Literary reviews by Tim Love.
Warning: Rather than reviews, these are often notes in preparation for reviews that were never finished, or pleas for help with understanding pieces. See Litref Reviews - a rationale for details.

Sunday 2 December 2012

"Bel Canto" by Ann Patchett (Fourth Estate, 2002)

Some people are held captive in an isolated house by terrorists. 3 woman, many men. People from several countries, one translator. A famous singer and some music lovers. Music, chess and love conquer the language divides. They have time to decide what they want from life.

"I thought we would be dead by now, or if not dead then regularly begging for our lives, but instead I sit and I consider opera" (p.174)

Gen, the multi-language translator, is granted the most insights

  • The personal feelings of the translator were not the question here. It was not Gen's business to edit the conversation.

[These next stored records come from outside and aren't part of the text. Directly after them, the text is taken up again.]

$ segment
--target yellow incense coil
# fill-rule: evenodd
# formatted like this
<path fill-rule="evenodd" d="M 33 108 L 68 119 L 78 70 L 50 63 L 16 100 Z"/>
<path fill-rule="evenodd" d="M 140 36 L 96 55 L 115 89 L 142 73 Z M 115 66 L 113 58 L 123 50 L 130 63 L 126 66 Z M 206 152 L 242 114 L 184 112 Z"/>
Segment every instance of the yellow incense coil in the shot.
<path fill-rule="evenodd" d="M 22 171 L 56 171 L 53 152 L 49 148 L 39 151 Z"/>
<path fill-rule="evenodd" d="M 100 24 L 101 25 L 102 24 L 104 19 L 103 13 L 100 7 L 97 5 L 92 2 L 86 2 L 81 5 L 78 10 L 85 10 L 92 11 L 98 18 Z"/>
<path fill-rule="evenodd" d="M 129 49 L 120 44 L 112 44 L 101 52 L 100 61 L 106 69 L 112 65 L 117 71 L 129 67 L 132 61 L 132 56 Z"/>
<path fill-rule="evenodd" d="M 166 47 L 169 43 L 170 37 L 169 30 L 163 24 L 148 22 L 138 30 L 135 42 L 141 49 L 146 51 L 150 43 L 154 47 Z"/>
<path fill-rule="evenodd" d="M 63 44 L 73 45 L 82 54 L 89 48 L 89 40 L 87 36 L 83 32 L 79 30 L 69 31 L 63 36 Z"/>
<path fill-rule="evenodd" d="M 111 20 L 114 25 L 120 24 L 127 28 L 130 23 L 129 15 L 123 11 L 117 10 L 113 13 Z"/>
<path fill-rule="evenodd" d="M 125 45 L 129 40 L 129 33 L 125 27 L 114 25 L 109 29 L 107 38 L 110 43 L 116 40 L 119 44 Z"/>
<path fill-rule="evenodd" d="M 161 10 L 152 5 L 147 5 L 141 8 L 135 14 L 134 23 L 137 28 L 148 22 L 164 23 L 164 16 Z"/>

It was hardly his business to listen at all.
  • Every day when she sang he felt deeply moved, but he did not love her (p.219)
  • This is why it felt like, to be a man with a woman. This was the Gen had missed in all the translation of language (p.250)

"It's easier to love a woman when you can't understand a word she's saying," Roxane said (p.223)

For Cesar, one of the terrorists, music becomes sexualised. He learns to sing - When he forgot a line, Roxane Coss sang it in a surprising tenor voice: I asked the Gods for hills and springs; they listened to me at last. Then Cesar repeated the line. It was not unlike watching a calf rise up for the first time on spindly legs, at the same time awkward and beautiful (p.300). The repeated "time" is awkward.

I wondered at the end whether it needed to be over 300 pages.